The shock of how much self-hatred you're actually capable of blasts your ego to shreds and sends you reeling into the empty desert. You disappears from society and from yourself. When you sabotage so much of your own happiness, when happiness is just within your reach and instead of embracing it you turn around and punch down the handle on the slot machine of the universe once again, just for another bitter hit of nothing, when you gamble the last shred of your dignity away, you get to thinking that you really don’t deserve to be anyone at all.
But it turns out that even your sober, good-natured, well-intentioned brother, who has a European wife, hates himself too. Because he drags you back from the desert so that he can have a chance to gamble his happiness away too. He lets you into his home. Tries to help you reintegrate into society. You kidnap his child.

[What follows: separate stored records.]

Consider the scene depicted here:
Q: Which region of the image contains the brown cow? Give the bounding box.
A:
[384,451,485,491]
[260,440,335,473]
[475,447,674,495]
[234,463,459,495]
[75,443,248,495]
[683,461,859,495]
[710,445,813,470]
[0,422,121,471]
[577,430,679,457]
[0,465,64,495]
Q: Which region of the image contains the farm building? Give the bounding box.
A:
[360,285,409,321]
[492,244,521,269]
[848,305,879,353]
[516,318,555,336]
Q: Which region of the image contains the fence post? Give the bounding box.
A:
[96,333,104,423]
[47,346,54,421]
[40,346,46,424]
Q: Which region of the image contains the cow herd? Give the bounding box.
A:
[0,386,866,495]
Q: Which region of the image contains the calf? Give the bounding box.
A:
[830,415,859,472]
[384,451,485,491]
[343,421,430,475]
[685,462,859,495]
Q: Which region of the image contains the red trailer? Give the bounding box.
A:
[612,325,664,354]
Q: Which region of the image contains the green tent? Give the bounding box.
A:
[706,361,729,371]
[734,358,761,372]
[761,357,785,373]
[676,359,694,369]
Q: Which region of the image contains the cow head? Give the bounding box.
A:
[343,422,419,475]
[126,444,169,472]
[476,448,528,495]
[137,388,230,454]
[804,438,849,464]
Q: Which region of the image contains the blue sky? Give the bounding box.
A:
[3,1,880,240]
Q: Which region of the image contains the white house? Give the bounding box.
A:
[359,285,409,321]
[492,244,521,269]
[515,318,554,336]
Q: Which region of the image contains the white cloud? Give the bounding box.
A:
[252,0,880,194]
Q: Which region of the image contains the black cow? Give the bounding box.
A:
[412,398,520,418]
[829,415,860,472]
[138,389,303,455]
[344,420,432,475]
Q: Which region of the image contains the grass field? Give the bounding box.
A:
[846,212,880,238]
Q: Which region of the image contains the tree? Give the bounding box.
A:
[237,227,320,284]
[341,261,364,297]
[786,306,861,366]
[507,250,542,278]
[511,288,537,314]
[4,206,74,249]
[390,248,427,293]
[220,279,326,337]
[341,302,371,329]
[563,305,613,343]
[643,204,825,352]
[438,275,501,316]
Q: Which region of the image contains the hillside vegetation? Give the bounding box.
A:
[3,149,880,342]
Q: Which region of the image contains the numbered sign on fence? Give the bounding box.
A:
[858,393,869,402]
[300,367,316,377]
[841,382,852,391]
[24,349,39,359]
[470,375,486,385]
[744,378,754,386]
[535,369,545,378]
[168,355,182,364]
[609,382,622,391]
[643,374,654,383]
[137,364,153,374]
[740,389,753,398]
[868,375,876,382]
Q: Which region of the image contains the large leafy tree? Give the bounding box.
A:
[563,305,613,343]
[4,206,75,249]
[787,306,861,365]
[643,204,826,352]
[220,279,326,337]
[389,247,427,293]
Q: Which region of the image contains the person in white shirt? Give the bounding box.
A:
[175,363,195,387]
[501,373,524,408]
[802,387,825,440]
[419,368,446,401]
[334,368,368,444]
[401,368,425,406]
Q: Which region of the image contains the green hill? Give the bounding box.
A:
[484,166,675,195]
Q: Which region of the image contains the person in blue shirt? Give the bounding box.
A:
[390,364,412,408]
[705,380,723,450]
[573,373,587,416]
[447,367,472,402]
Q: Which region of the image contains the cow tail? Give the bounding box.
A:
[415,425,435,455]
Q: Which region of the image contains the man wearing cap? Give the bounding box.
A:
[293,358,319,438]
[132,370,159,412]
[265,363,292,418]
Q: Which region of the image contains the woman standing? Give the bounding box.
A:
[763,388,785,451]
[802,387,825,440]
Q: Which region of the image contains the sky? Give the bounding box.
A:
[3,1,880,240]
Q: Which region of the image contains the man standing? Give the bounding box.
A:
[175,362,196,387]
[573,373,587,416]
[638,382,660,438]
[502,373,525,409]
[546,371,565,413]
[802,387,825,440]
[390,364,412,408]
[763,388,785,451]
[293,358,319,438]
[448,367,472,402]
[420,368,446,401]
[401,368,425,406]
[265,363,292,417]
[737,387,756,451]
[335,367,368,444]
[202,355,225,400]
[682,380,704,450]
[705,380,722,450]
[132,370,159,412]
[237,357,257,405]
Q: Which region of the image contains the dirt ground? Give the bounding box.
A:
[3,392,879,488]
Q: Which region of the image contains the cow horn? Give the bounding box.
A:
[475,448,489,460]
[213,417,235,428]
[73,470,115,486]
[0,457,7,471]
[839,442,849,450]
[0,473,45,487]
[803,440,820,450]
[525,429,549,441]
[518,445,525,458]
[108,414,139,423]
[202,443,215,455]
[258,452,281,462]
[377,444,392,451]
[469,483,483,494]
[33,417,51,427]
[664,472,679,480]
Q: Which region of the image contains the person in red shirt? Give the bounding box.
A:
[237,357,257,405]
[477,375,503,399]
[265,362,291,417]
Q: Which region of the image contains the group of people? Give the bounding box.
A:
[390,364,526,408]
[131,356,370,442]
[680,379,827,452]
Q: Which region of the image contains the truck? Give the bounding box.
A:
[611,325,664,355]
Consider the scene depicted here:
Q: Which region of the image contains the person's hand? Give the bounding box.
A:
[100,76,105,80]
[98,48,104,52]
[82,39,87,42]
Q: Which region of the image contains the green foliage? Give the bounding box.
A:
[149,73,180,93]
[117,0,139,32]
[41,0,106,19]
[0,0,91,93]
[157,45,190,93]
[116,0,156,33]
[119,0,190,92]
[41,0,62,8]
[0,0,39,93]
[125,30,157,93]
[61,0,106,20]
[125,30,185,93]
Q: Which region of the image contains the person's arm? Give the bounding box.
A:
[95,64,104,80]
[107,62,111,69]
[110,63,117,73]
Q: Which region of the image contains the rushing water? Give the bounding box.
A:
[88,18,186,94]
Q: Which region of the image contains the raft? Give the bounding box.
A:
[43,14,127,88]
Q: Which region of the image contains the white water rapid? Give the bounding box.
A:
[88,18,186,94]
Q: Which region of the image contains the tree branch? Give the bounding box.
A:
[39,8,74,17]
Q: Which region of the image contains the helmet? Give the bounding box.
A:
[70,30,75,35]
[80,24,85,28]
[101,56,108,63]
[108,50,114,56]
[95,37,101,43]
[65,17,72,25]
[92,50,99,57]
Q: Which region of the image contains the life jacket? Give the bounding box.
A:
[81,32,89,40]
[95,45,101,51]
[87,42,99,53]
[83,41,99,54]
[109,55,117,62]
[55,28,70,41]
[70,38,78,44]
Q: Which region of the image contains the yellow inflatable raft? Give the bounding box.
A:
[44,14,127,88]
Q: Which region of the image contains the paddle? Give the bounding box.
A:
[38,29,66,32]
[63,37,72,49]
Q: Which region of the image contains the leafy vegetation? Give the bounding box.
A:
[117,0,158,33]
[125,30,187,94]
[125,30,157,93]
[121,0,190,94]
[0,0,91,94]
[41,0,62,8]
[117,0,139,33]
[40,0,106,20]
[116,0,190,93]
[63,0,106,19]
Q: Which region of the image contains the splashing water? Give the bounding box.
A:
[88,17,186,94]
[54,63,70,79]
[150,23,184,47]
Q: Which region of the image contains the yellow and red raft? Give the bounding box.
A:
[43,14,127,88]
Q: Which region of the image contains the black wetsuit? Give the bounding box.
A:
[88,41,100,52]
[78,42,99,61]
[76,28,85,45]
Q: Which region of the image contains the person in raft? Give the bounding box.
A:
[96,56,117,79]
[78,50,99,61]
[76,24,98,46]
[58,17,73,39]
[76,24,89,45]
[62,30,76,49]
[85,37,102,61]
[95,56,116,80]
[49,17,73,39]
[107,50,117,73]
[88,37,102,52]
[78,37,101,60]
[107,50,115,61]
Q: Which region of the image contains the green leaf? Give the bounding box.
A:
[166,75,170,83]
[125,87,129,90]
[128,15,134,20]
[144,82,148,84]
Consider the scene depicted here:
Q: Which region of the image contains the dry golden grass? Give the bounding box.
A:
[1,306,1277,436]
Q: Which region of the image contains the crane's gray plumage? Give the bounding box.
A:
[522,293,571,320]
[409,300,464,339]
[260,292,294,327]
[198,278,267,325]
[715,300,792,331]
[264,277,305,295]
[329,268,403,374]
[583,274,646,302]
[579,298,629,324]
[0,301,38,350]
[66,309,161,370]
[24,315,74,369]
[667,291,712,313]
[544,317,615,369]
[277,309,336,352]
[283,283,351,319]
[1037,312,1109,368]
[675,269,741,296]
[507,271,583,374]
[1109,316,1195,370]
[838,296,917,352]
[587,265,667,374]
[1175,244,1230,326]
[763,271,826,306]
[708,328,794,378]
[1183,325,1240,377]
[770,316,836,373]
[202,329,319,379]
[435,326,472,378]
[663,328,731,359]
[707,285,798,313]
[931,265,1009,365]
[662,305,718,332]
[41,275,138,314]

Who’s really your child, the son you abandoned years ago.
The universe delivers you back to her. This movie is really about life after ego death. Once you’ve stared into the black maw of who you are and how far you’ll go to destroy your own life, do you really think you can reintegrate into society after that. You find her in a telephone booth that’s decorated in a caricature of a motel room, like all these years she’s been locked in a box of the room that you left her in. This is going to be the last selfish thing that you’re going to do. After that, you’re going to leave her alone. You’re going to step away. Because whether you’re mean or you’re nice, life comes to fuck us all. The universe doesn’t care about your happiness or your kindness because even you don’t care about these things. You’d throw them all away in the blink of an eye for a chance to be unhappy again.
When you drive away from the hotel room where they've been reunited, that will be the first selfless thing you've ever done.